What Was Your Scariest Travel Experience

What Was Your Scariest Travel Experience

What Was Your Scariest Travel Experience

Mark Bibby Jackson, who made Travel Begins, has been to more than 60 countries in the last 25 years. He answers some of the questions you ask most often about traveling. I’m tempted to answer by telling you how many tourists I saw in Cha Am, Thailand, were wearing socks and sandals simultaneously. That was scary! It’s not hard to answer the question. In 1994, I went trekking in Nepal and climbed the Annapurna Sanctuary. Early in May, the hiking season was over, and warm weather had caused a few avalanches. We would sometimes hear the sound of a helicopter flying above. It was either taking someone to Pokhara for emergency medical care or, worse, bringing back the body of a failed climber who had to be found more than once.

On the fourth day of our climb, an avalanche blocked the path, and there was a very steep drop below. My Gortex-lined boots were great at keeping water out and letting my feet breathe, but they weren’t as good at gripping the ground. I had no choice but to keep sliding across the ice without looking down. I finally made it to the other side, but my relief was short-lived when I realized I’d have to return the same way in a few days.

The next two nights, I tried to forget about the avalanche by taking in the stunning views of the Annapurna range from the base camp. But no matter how much rum I drank, the truth of the path I had to take stay in the back of my mind. Maybe it was gone when I got back? Read Poon Hill Trek Without the Poon to find out what happened to Mark when he returned to Nepal.

No miracle thawing happened. I was about to walk 100 meters to safety when I saw a big shape approaching me. I finally found four porters crossing the avalanche in their flip-flops. Each was carrying a large basket with an overweight traveler from North America who never stopped complaining. I’d never seen a Nepalese person look as nervous as the four people carrying this heavy object. Whether or not the woman was using this method of transportation routinely, I didn’t stick around to find out. But in some way, it made me want to do something. If they can do it, so can I, and I won’t whine about it.

Overall, the trip is one of my favorite travel memories, and I’m still in contact with some of the people I met there. The avalanche in Nepal was the scariest thing I’ve ever seen. I’ve driven through Ecuadorian roadblocks while tear gas was used to disperse protesters and walked through the backstreets of Bogota. The day before, someone was stabbed, warned not to drink the water at a Rio beach, and met Australia’s tenth most dangerous snake.

What’s the scariest travel memory?

People try to come up with the scariest costumes and ideas every year for events like Mexico’s Day of the Dead or the better-known Halloween. Some of the things that travelers may face are the scariest things in the world. Like many, I’ve had bad travel experiences, and here are my three scariest travel experiences. 

It is the most recent thing that scared me, so it’s the first thing that comes to mind. After a great but tiring five-week trip through Portugal, the Canary and Azores islands, and Spain, I made it to Seville, my second-to-last stop, before leaving from Barcelona.

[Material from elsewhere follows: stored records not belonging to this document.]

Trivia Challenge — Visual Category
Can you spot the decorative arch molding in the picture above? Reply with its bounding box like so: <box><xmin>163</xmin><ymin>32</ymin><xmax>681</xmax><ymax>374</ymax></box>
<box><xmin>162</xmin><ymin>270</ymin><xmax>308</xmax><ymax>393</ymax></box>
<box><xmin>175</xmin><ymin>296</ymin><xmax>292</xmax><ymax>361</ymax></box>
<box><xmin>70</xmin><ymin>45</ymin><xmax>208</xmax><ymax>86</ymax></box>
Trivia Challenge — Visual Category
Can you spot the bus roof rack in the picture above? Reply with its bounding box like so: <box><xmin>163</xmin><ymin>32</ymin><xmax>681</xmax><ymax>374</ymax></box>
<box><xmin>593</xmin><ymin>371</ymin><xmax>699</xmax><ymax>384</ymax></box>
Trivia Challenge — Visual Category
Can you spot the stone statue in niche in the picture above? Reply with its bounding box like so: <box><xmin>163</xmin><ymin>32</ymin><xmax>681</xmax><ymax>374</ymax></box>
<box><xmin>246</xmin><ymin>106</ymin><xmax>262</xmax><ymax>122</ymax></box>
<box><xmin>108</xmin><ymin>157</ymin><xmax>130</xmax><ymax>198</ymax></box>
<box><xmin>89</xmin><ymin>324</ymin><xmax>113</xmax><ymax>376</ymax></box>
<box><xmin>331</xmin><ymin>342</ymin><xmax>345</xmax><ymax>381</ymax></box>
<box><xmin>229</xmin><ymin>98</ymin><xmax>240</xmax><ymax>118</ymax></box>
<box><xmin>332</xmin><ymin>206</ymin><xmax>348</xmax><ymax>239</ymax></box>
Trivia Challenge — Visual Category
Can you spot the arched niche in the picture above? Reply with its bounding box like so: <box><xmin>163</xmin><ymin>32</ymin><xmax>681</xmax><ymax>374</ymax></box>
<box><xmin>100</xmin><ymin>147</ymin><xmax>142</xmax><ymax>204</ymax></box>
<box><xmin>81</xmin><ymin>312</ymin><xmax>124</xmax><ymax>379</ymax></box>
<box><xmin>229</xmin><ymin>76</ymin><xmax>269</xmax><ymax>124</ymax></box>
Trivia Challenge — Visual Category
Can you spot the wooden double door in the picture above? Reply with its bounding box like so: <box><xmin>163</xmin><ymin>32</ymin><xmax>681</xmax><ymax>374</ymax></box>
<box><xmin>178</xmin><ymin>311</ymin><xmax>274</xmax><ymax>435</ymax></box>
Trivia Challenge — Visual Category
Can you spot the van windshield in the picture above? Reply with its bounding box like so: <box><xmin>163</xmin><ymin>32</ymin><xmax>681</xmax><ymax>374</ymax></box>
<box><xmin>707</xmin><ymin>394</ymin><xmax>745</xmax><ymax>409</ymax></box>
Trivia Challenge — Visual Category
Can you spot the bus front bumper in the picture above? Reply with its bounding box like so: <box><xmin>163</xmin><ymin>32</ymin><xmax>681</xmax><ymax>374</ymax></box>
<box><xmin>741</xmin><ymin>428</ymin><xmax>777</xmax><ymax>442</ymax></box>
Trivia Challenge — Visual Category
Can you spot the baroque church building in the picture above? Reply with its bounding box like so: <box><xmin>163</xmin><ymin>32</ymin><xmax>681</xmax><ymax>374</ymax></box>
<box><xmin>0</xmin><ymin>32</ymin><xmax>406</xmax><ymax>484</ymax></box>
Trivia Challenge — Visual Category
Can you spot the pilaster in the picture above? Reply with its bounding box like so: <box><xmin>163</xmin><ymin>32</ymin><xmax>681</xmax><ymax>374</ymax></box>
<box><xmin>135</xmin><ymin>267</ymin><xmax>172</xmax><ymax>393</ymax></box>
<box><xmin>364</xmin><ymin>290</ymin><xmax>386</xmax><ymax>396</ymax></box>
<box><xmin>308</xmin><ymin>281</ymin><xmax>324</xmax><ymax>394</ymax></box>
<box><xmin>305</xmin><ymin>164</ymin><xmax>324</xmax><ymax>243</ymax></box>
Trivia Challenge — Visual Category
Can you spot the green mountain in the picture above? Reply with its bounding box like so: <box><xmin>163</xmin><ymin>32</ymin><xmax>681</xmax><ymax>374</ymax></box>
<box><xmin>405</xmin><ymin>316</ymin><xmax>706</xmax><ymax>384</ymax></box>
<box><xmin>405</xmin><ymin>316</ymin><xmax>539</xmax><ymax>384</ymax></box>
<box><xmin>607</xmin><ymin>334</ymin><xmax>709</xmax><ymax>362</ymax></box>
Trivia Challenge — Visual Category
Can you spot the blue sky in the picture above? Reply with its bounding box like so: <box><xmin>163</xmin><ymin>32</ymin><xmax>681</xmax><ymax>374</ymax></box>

That was the scary part when I couldn’t find my bag on the luggage carousel. I had a bad time with Vueling Airlines when I flew from Lanzarote to Barcelona and then to Seville, so I booked another 90-euro flight with them.

For some strange reason, the Seville airport also had EU and non-EU bags. I looked everywhere in both places for my checked bag, but I couldn’t find it.  Due to my late arrival, the last city bus from the airport left at 12:30 AM. Before I could fill out my lost baggage form, I had to wait patiently for an older man who took a long time to finish. After missing the city bus by five minutes, I took a taxi to the city center for 25 euros after waiting an hour to split the fare with other passengers. After calling the airport’s premium number several times, I had to wait almost 48 hours to get my bag at my pension. It was so scary that I only decided to bring carry-on luggage.


Sophia Amelia is the New York Times Bestselling Author. Writing stories to inspire young minds. Celebrating the power of words & imagination through my books. Join me on my journey to creating stories that will capture your imagination and captivate your heart.